I couldn’t help but smirk ever so slightly since I had, indeed, come across this syndrome during my Internet searches within the second month of suffering my concussion (a year earlier). So, despite Dr. T’s best efforts, this was not an ah-hah moment for me. The syndrome produces a variety of symptoms such as headache, neck pain, dizziness, facial pain, fatigue, and numbness as a result of instability in the neck.
The truth is I didn’t really care what syndrome he said I had as long as I left his office with some injections in my neck because... injections equaled relief.

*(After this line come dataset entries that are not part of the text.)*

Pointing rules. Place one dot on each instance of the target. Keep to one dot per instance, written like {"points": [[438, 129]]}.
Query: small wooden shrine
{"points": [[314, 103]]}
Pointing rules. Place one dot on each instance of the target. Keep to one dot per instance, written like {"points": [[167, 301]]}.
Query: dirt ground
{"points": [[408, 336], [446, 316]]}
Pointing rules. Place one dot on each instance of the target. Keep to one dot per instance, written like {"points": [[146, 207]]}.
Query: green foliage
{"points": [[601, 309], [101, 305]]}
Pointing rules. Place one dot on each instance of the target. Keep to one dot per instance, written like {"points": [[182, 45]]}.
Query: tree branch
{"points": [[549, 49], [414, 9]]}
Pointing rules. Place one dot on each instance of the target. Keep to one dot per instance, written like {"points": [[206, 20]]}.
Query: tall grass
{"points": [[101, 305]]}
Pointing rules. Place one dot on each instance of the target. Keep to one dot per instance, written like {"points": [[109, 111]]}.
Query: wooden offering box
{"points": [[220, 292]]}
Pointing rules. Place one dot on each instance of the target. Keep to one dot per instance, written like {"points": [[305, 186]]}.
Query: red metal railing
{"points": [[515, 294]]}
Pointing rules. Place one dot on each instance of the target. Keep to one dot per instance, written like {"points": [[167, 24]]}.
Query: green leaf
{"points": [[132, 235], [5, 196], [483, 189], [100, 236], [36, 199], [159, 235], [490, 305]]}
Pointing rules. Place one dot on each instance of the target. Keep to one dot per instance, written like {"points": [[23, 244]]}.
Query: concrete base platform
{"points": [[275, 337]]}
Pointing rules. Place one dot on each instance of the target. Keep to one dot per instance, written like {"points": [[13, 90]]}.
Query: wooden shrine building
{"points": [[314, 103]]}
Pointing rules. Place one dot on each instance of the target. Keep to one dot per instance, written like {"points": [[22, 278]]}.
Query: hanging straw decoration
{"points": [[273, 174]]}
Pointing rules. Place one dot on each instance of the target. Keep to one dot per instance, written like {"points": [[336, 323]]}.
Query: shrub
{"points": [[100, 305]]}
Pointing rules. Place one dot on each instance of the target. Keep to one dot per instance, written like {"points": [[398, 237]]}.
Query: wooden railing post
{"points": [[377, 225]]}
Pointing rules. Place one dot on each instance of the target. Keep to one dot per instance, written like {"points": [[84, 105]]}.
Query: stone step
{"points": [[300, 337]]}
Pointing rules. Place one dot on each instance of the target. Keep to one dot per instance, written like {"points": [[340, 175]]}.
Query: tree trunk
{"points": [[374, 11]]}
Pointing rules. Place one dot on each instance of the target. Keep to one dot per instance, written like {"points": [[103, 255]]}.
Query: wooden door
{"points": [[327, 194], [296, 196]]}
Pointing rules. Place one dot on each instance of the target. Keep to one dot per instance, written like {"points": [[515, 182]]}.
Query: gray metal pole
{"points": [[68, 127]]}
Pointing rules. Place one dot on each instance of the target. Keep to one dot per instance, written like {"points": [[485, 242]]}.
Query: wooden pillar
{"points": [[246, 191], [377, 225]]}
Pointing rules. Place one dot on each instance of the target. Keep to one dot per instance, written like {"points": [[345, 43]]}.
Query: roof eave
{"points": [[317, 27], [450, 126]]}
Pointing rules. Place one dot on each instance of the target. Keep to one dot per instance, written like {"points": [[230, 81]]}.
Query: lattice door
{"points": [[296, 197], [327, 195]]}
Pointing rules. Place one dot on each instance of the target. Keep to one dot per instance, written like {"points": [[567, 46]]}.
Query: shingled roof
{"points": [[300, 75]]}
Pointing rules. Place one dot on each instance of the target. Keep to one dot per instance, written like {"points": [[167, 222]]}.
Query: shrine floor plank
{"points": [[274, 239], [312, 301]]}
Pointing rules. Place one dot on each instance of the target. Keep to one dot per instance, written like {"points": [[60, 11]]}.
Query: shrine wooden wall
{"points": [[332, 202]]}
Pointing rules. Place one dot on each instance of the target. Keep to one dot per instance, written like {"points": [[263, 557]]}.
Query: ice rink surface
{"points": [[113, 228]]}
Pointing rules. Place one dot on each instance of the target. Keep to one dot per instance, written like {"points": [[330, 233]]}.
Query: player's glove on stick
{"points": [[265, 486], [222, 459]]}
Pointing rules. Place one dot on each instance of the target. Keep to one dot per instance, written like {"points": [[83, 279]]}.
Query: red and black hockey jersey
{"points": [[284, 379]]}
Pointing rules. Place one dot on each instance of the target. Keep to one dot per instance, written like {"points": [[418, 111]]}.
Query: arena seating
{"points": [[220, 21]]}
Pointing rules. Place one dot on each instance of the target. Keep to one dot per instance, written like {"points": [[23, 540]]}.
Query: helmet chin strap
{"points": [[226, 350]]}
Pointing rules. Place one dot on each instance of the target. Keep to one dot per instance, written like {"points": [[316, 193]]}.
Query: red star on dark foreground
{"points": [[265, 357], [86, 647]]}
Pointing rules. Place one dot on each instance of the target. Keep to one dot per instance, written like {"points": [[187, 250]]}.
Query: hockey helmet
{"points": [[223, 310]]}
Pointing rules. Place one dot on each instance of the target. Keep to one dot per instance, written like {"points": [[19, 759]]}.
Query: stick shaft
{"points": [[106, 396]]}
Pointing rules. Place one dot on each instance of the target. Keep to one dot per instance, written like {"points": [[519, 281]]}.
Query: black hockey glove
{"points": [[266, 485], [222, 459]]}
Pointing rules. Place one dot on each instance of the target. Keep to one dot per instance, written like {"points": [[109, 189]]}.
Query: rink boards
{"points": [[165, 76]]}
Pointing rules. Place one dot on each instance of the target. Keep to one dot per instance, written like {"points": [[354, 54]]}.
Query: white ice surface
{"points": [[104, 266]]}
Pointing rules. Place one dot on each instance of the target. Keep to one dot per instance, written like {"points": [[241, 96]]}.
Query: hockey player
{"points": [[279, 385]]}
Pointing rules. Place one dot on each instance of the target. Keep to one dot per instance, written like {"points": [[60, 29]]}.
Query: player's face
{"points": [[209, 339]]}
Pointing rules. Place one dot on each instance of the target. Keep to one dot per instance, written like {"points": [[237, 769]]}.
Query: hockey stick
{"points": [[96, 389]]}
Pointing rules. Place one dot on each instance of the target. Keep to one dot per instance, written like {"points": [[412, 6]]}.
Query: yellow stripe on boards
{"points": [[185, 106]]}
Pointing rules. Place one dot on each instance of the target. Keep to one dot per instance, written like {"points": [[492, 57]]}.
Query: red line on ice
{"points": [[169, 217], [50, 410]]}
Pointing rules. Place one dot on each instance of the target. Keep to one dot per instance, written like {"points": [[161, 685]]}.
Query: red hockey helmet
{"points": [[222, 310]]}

I asked him if he had received the email from my doctor in Vancouver. Dr. T said that he did, indeed, receive it. This is what the email read:
When I first evaluated Paige after a year out seeing her there appeared to still be a structural problem on the right side at the C2/3 region of the neck and along the nucchal line at the base of the skull. This region to me still tested unstable. When we injected prolo into the facet joint under ultrasound at this region inside the facet and at the ant scalene attachment at this level Paige's Headache went from a 5 to a 1/0 instantly and she felt clearer. Subsequent treatment was geared at regaining stability at this region and working out the soft tissue compensation. If you can help her in this area in any way I think it will really help Paige move forward in regards to her recovery.
As you can see, his approach was concise and pinpointed. But, shockingly, Dr. T disagreed with this course of action. Instead, he totally disregarded the email and said he was going to inject my entire neck to make sure he was covering all of the bases. My doctor might have missed something, he postulated, so it would be better to hit every area of my neck to ensure a full recovery.
I looked at my dad nervously.
Dr. T continued his pitch. “It’s going to cost the same amount whether we do one injection or ten. And besides, I promise it wont make things worse. Let me remind you, I have twenty years worth of experience with prolotherapy and never in my entire career has any of my patients suffered long term or permanent damage.”
I promise it wont make things worse. He was a good salesman. That was what I needed to hear before we proceeded. I needed his word that I would be okay. I couldn’t bear any more setbacks and I just needed some relief.
I promise it wont make things worse. The words are forever etched in my mind.
And so… we proceeded.
Desperate Measures
I was told to sit in a massage chair (the type you often see in the hallways of malls). My head was pressed against a circular cushion with a hole in it so I could breath.
Then Dr. T injected my neck with a solution mixed with dextrose (sugar) and Lidocaine (numbing medicine) in 14 different places. He injected at the base of my skull on both sides and then proceeded down my neck, hitting each facet joint between the C2 and C7. Then, to put icing on the cake, Dr. T convinced me to compliment his revolutionary injection treatment with another treatment I had never heard of….called “Prolo-zone”. This treatment meant injecting an oxygen gas solution down the center of my neck and, yes, into my spine.
They say hindsight is 20-20. I write these words and I am just as flabbergasted as anyone reading them. How could I allow this man to do this to me?
The only answer I have is…
Desperation.
I was desperate. For relief. For a treatment that worked. For a solution. For a quick-fix.
For help.
I desperately needed help. And thus far the medical community – every piece of advice I solicited, every doctor I worked with and every treatment I tried - had indisputably failed me.
And it’s true, desperate times call for desperate measures. My life would never be the same.